Adı bir dönem Orhan Pamuk ile anılan Karolin Fişekçi'den samimi itiraf.
Adı bir dönem Orhan Pamuk ile anılan Karolin Fişekçi'den samimi itiraf.
Orhan Pamuk ile ilişkisinin duyulmasının ardından bazı kişilerin tablolarını almak için yarıştığını belirten Karolin Fişekçi "Tablo sattığım kişileri araştırırım. Onların playboy olduklarını öğrenince satmaktan vazgeçtim" dedi.
Onu kamuoyu Orhan Pamuk ile ilişkisinin ortaya çıkmasıyla tanıdı. Oysa kendi deyimiyle sanat dünyasında tanınan ve tabloları ilgi gören bir ressam. Karolin Fişekçi'ye bu yönünü sorduk. İşte anlattıkları:
- Ben herkese resim satmam. Normalde sattığım çevre bana desteğini sürdürdüğünü söyledi ama hiç tanımadığım kişiler de almak istedi. Bir tanesi bana sponsor olmak istedi. Adını babama söyledim "Kızım aman uzak dur o kişi eski playboy" dedi. Bir kanal "Karolin Fişekçi gerçekten ressam mı" diye haber yaptı. Sanatçı kimliği sorgulayanlar bu konuda gerçek otorite kimdir onu bile bilmiyorlardı.Yani özetle o dönem yanlış tanıtıldım.

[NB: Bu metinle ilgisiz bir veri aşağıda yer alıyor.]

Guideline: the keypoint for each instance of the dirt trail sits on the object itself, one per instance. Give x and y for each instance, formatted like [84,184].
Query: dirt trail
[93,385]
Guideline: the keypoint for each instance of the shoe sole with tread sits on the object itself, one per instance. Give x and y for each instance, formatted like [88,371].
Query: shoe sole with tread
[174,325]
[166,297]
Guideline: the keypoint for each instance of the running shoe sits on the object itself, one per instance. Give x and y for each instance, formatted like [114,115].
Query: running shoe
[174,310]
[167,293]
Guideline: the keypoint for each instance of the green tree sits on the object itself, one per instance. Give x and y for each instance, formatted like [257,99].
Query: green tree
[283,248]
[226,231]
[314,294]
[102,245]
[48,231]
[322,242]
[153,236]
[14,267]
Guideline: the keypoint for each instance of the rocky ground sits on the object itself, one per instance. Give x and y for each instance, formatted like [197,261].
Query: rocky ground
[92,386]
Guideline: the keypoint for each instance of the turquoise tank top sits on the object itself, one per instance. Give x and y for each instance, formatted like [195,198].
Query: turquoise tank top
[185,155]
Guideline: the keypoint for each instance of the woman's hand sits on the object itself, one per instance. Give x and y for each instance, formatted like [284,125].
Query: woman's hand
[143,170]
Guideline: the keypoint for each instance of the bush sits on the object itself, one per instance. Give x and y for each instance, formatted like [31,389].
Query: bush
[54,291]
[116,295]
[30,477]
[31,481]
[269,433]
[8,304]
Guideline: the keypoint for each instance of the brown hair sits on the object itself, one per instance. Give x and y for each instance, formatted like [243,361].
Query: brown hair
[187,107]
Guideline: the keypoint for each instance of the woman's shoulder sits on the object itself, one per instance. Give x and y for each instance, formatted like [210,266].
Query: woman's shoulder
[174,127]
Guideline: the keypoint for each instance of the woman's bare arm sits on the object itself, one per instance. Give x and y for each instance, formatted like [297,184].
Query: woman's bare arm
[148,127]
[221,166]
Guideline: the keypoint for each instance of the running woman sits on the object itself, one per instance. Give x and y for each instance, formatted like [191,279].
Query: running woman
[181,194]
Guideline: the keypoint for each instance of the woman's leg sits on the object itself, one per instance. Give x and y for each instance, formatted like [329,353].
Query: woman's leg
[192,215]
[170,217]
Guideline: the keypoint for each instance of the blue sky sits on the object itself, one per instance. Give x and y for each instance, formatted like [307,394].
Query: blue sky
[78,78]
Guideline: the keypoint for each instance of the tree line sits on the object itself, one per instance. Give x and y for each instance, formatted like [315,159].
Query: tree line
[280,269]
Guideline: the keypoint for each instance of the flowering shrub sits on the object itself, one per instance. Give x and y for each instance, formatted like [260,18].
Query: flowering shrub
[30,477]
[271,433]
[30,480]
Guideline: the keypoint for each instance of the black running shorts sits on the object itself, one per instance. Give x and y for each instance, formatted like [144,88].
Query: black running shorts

- Fotoğraf sanatçısı Cindy Sherman'ı ve kendisini fotoğraflarında kullanmasını çok severdim. Marina Abramovic, mesela performans yaparken vücudunun sınırlarını zorlar ve korkularıyla yüzleşirdi, bayılırdım. Günümüz sanatçılarından Tracy Emin'i çok severim. Çıplak vaziyette resim yaparken videoları vardır, resimlerinde erotizm fazladır.
- Yaptığım işlerde cinsellik oldukça fazla olsa da, sevdiğim sanatçılar çeşitlidir. Eskilerden en çok Avni Lifij'i severim. Kadınlardan Hale Tenger ve Canan'ı (eski adıyla Canan Şenol)çok severim. Canan bu ülkede cinselliği büyük cesaretle kullanan bir sanatçı. Kendini ve çıplaklığı oldukça kullanmıştır Canan, fakat teşhirci demediler ona.
- Sanat teşhir barındırırır. Başkasının özgürlük sınırlarını ihlal etmiyorsa kimse bu teşhiri yargılayamaz.
- Azınlık kelimesini pek sevmiyorum. Azınlık deyince sanki sırttaki bir kambur gibi duruyor. Tabi ki sosyolojik ya da hukusal olarak azınlığın türlü tarifleri var. Fakat ben birçok değişimin olduğu Türkiye'de azınlık kelimesini kullanmayı yanlış buluyorum. Ermeniler, Kürtler, Lazlar, Çerkezler, Arnavutlar, Çingeneler.. kısacası biz bir bütünüz ve Türkiye'yiz.
Her ressamın bir tarzı vardır. Yakın bir örnek vereyim, Ayvazovski deniz ressamı diye tanınır, deniz temalı resimlerinden. Benim tarzım da bu. Osmanlı'da minyatürler vardı ve bunları yapanlar da belli eğitimlerden geçmiş, işine bağlı ciddi ustalar; burada dahi cinsellik vardı. Bunu ben icat etmedim. Buna çok taktılar ama incelense bu tür eserler asırlardır var. Sapkınlık, vahşette, kan dökmede asıl var. Hatırlarsanız bir dönem Yedikule Zindanlarında konserler verildi. Burada konserler veren sanatçılar o zindanlarda Genç Osman'ın türlü işkenceyle katledildiğini bilmiyor muydu? Ya da benim resimlerime sapkınlık diyen bir takım insanlar o konserlerde vicdanları sızlamadan alkış tutmadı mı? Sizce hangisi daha sapkınlık?
Cinsel içerikli tablo yapmak dezavantaj mı?
Eğer 30-35 yaşlarına kadar dayanabiliyorsanız, dezavantaj değil. Örneğin Taner Ceylan Yeditepe Üniversitesi'nde öğretim görevlisiydi. İlk resimleri pornografik bulunduğu için okuldan ayrılmak zorunda kalmıştı. Oysa şu an tabloları büyük rağbet gören, Türkiye'nin en iyi ressamlarından biri.